Some people believe that democracy and freedom can only be achieved at the expense of Confucianism, but Yu considers such a viewpoint "too extreme."

"Democracy, freedom and human rights cannot take root in China" unless the Chinese people can find these universal values from their own tradition, the China-born scholar argued.

Yu said the biggest mistake of modern Chinese leadership was communist leader Mao Zedong's attempt to purge Confucianism from society during the Cultural Revolution -- a move that destroyed people's ability to empathize, he said.

This disregard for intellectuals can be seen in the way the Chinese Communist Party treated demonstrators in the 1989 Tiananmen Square protests, including civil rights lawyer Pu Zhiqiang, Yu said.
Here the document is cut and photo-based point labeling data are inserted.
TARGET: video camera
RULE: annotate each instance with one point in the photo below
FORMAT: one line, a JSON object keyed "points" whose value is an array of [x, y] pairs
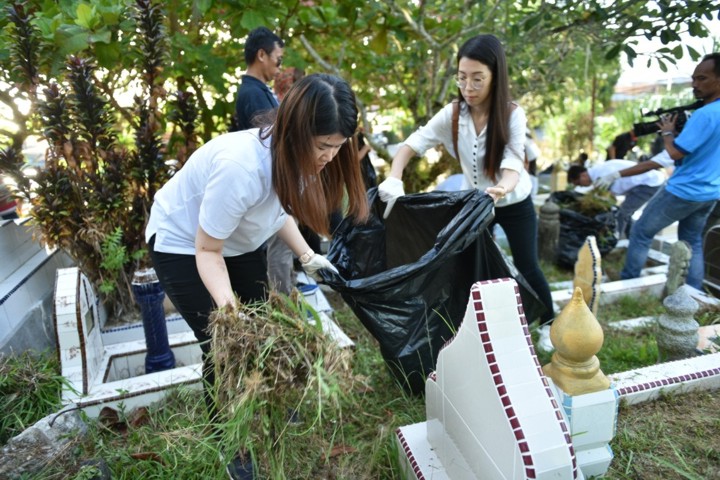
{"points": [[683, 111]]}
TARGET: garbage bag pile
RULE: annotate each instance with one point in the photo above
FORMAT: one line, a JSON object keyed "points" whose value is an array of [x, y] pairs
{"points": [[576, 227], [408, 278]]}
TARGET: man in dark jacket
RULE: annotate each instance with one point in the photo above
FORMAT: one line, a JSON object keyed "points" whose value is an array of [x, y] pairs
{"points": [[263, 56]]}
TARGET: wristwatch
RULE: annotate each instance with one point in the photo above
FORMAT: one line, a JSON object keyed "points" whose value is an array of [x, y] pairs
{"points": [[305, 257]]}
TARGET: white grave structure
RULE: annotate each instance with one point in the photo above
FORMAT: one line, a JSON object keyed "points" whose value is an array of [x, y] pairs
{"points": [[107, 370], [27, 276], [491, 412], [105, 366]]}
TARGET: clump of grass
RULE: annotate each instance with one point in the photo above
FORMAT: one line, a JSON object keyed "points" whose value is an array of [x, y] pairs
{"points": [[30, 389], [280, 383]]}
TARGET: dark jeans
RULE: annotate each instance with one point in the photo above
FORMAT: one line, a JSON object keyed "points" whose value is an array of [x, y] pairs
{"points": [[181, 281], [519, 222]]}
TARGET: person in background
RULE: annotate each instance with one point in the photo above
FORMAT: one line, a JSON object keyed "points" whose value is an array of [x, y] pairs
{"points": [[263, 57], [209, 222], [637, 189], [491, 150], [690, 193], [285, 79], [532, 153], [621, 145]]}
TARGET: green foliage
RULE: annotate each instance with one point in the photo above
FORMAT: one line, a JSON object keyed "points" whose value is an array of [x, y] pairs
{"points": [[174, 438], [93, 197], [30, 386]]}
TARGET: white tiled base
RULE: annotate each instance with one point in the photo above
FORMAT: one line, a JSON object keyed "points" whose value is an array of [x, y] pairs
{"points": [[418, 460], [648, 383]]}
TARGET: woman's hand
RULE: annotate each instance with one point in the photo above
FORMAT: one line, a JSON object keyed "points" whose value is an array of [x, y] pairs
{"points": [[508, 181], [497, 192]]}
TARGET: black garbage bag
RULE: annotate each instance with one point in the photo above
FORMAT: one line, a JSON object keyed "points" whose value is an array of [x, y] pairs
{"points": [[408, 278], [576, 227]]}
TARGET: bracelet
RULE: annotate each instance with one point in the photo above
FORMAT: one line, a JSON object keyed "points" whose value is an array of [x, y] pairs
{"points": [[305, 257]]}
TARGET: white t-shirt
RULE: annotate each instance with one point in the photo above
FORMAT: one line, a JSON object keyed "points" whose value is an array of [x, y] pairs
{"points": [[651, 178], [472, 149], [225, 187]]}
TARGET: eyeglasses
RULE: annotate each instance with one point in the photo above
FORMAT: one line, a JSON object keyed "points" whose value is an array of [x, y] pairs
{"points": [[278, 60], [475, 84]]}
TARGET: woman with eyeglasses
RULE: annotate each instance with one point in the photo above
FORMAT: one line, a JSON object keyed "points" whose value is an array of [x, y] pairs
{"points": [[490, 147], [209, 222]]}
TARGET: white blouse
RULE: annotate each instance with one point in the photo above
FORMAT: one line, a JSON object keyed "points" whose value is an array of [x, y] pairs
{"points": [[472, 149], [226, 188]]}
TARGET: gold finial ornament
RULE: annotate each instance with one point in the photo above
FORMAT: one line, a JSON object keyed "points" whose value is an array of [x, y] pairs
{"points": [[577, 337]]}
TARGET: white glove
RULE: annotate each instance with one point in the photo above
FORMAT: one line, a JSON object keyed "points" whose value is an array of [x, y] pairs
{"points": [[607, 180], [390, 190], [316, 263]]}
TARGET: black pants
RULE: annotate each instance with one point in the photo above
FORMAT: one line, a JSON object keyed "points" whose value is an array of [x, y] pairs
{"points": [[519, 222], [179, 277]]}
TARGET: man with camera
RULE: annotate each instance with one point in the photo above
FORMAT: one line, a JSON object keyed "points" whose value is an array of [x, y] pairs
{"points": [[692, 190]]}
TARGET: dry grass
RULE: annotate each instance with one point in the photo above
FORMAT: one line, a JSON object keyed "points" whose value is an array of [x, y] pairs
{"points": [[280, 383]]}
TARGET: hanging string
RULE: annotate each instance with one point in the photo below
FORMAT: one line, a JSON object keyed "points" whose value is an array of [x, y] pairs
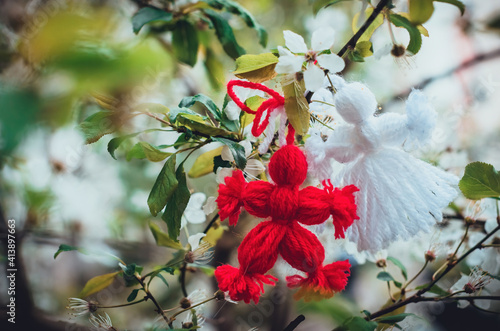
{"points": [[274, 103]]}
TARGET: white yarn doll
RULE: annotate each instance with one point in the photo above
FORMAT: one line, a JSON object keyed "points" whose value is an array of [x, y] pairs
{"points": [[399, 195]]}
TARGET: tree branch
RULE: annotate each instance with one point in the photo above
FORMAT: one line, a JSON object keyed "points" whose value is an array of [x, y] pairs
{"points": [[465, 65], [352, 42], [417, 297], [293, 324]]}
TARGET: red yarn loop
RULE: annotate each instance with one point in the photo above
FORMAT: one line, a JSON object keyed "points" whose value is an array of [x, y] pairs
{"points": [[267, 107]]}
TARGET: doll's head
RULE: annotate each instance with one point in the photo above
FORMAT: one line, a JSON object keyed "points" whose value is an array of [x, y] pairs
{"points": [[288, 166], [355, 103]]}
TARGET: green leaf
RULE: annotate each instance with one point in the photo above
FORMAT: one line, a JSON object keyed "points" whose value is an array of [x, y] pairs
{"points": [[147, 15], [204, 100], [157, 273], [204, 164], [357, 323], [480, 180], [185, 42], [99, 124], [235, 8], [420, 11], [114, 143], [177, 111], [177, 204], [133, 295], [162, 239], [377, 22], [415, 37], [256, 68], [68, 248], [164, 187], [385, 276], [163, 279], [143, 150], [129, 272], [215, 70], [236, 149], [136, 152], [97, 284], [456, 3], [225, 34], [220, 163], [197, 123], [395, 318], [296, 105], [320, 4], [18, 112], [400, 265], [151, 107]]}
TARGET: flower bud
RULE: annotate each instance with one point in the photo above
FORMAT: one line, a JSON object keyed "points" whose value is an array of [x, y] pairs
{"points": [[382, 263], [430, 256], [185, 303], [398, 50]]}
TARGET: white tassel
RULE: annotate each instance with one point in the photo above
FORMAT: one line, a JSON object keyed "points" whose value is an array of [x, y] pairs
{"points": [[399, 195]]}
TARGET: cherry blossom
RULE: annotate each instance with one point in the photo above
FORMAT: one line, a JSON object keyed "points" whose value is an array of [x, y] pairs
{"points": [[296, 53]]}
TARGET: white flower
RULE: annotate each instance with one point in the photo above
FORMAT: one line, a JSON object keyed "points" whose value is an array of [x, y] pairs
{"points": [[101, 321], [253, 168], [292, 59], [200, 250], [210, 205], [187, 323], [81, 307], [193, 212]]}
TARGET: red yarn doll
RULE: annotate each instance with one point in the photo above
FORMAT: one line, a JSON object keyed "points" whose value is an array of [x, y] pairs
{"points": [[285, 206]]}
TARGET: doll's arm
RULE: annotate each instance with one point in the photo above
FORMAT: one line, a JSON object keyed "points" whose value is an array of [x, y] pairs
{"points": [[230, 199]]}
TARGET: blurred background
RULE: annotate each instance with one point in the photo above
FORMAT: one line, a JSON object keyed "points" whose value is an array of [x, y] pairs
{"points": [[57, 56]]}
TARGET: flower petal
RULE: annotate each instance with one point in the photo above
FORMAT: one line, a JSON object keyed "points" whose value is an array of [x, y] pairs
{"points": [[254, 167], [322, 39], [294, 42], [247, 145], [196, 200], [313, 77], [194, 240], [222, 173], [210, 206], [332, 62], [289, 63], [226, 154]]}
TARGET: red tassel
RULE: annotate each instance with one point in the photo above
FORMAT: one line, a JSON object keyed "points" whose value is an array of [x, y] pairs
{"points": [[286, 205], [323, 283]]}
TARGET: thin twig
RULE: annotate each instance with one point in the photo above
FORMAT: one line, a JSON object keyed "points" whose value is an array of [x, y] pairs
{"points": [[149, 295], [352, 42], [293, 324], [465, 65], [417, 297]]}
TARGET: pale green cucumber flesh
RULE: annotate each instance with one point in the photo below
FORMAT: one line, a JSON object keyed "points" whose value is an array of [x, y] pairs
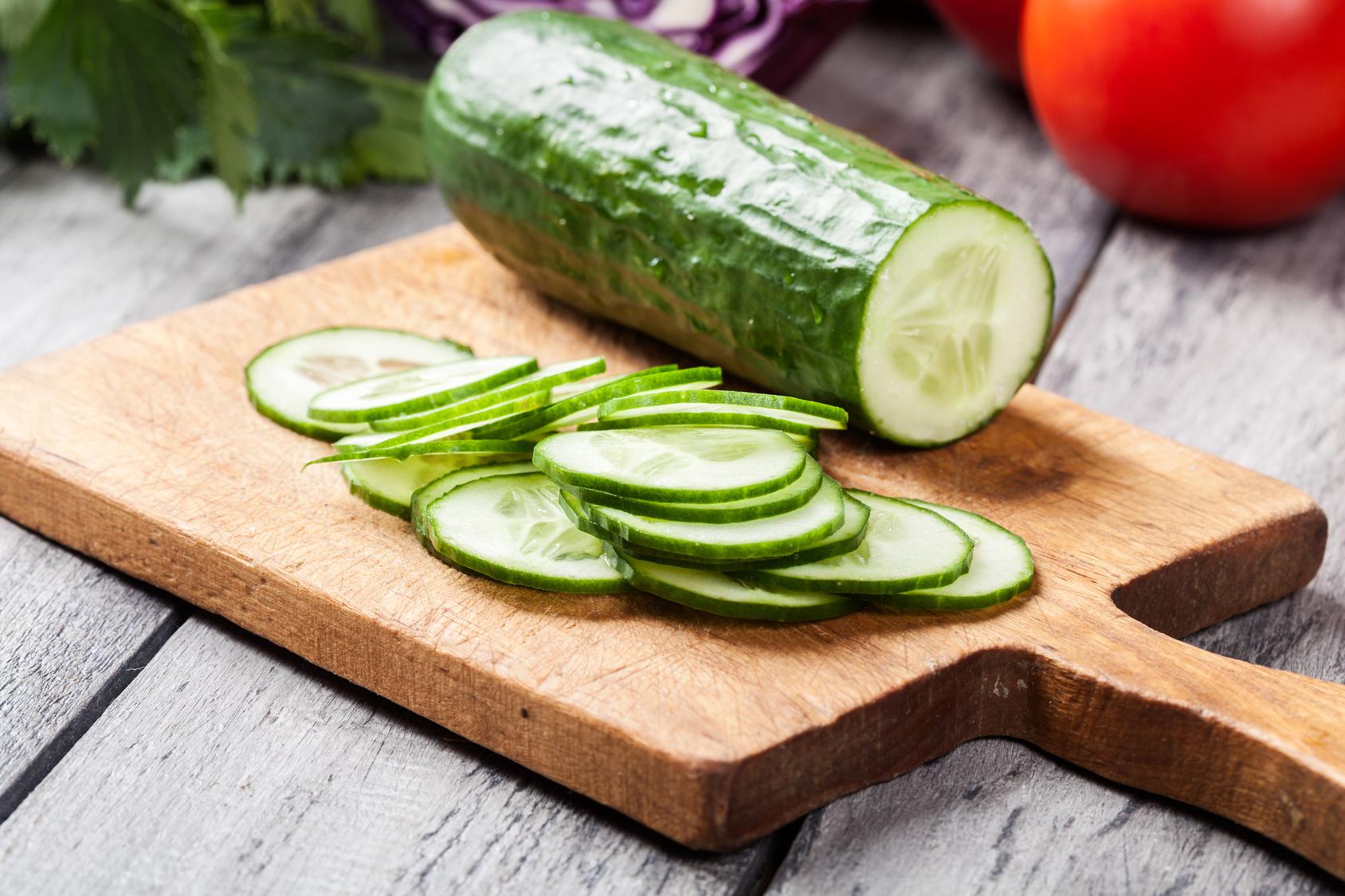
{"points": [[389, 484], [653, 187], [1001, 566], [904, 548], [512, 529], [582, 405], [797, 494], [776, 536], [842, 541], [690, 464], [283, 378], [810, 413], [543, 381], [453, 447], [721, 416], [719, 593], [426, 494], [422, 389]]}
Pu, who took part in a hunger strike during the demonstrations in Beijing in 1989, was arrested this year prior to the 25th anniversary of the Tiananmen massacre apparently for his efforts to overturn the Chinese government's verdict on the 1989 pro-democracy movement.

"It was only a closed-door conversation. They did not interfere with the regime at all," said Yu, who is known to have sheltered many young refugees who fled China after the Tiananmen Square massacre in 1989.

"Even the emperors were not this ruthless," he said.

Turning his attention to Taiwan, Yu warned that that the Republic of China government in Taipei should maintain its own principles and values of democracy and freedom and not be daunted when interacting with the Chinese Communist Party.

"Don't ever be careless," he cautioned.

He urged the Taiwanese people to cherish what they have: the ability to choose their own president and lawmakers, a "remarkable achievement" without precedent in the history of China.

The preeminent historian and sinologist was awarded the Tang Prize in Sinology for his original research and insight into the intellectual history of China.

He has been called "the greatest Chinese intellectual historian of our generation" and is highly regarded for his masterful grasp of Chinese history from early times to the present.

Yu brought previously neglected aspects of Chinese history into mainstream scholarship and has been credited with rescuing the Confucian heritage from "caricature and neglect" and stimulating younger scholars to "rediscover the richness and variety of Chinese culture after the ravages of Mao's Cultural Revolution."